Gartner: Midmarket UCaaS to Approach $3B
This month, Gartner published a guide for the midmarket unified communications-as-a-service space in North America. It said this space could approach a value of $3 billion by 2021.
The analyst firm noted that Bell Canada, CenturyLink, Evolve IP, Intermedia, Jive, Vonage, and Windstream are among the companies catering to the midmarket with UCaaS solutions. UCaaS spending by the midmarket neared $1.5 billion last year.
Gartner reportedly defines the midmarket as organizations with 100 to 999 employees and with revenues from $50 million to $1 billion.
It says limited budget is the key gating factor to UCaaS investment by midmarket companies. Meanwhile, bundled offerings; clear costs of cloud-based solutions; freemium offerings that enable midmarket customers to get their feet wet with UCaaS; and SD-WAN services, which make it more affordable to support high quality UC across the enterprise all can lower the barrier to UCaaS adoption.
However, in INTERNET TELEPHONY’s fourth quarter 2017 issue, Windstream’s Michael Hoyt writes that most mid-sized companies rely on legacy voice systems while most small and large businesses use cloud-based solutions with unified communications capabilities. He also notes the importance of customized UCaaS strategies; the need for UCaaS strategies with dynamic traffic routing, flexibility, and network diversity; and the fact that organizations need to make plans to secure UCaaS environments.
Meanwhile, Jeremy Duke, Synergy Research Group’s founder and chief analyst, had this to say about UCaaS.

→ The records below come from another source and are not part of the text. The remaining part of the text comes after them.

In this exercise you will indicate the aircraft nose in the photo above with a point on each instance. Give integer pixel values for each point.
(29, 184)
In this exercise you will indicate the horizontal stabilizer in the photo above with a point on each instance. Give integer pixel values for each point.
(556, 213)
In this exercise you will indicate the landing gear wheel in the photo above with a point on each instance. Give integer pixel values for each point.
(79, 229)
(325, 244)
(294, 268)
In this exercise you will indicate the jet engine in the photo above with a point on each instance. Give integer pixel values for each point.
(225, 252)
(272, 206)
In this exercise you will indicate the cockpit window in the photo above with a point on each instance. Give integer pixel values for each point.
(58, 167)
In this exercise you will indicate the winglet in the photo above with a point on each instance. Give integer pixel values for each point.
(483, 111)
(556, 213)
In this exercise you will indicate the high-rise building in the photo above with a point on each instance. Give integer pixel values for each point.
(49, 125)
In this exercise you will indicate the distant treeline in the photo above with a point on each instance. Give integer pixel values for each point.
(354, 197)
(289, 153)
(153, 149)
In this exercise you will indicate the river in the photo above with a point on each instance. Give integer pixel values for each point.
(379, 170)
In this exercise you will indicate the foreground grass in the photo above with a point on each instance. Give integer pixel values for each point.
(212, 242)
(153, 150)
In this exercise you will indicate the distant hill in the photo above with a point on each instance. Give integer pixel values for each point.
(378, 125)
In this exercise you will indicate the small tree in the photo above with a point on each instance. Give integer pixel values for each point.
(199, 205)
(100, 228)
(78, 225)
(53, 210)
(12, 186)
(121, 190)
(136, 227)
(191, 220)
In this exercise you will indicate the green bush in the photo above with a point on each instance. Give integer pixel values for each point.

“UCaaS continues to provide a richer and more cost effective collaborative communication system for businesses globally,” says Duke. “We are also seeing an upmarket acceleration of UCaaS adoption, moving from serving mostly smaller sized organizations now to gaining traction in businesses of over 100 seats and over 1,000 seats. Given that the displacement of premise[s] PBXs remains low today, there is ample ground for UCaaS to find strong growth in displacing these legacy systems over a long stretch of time.”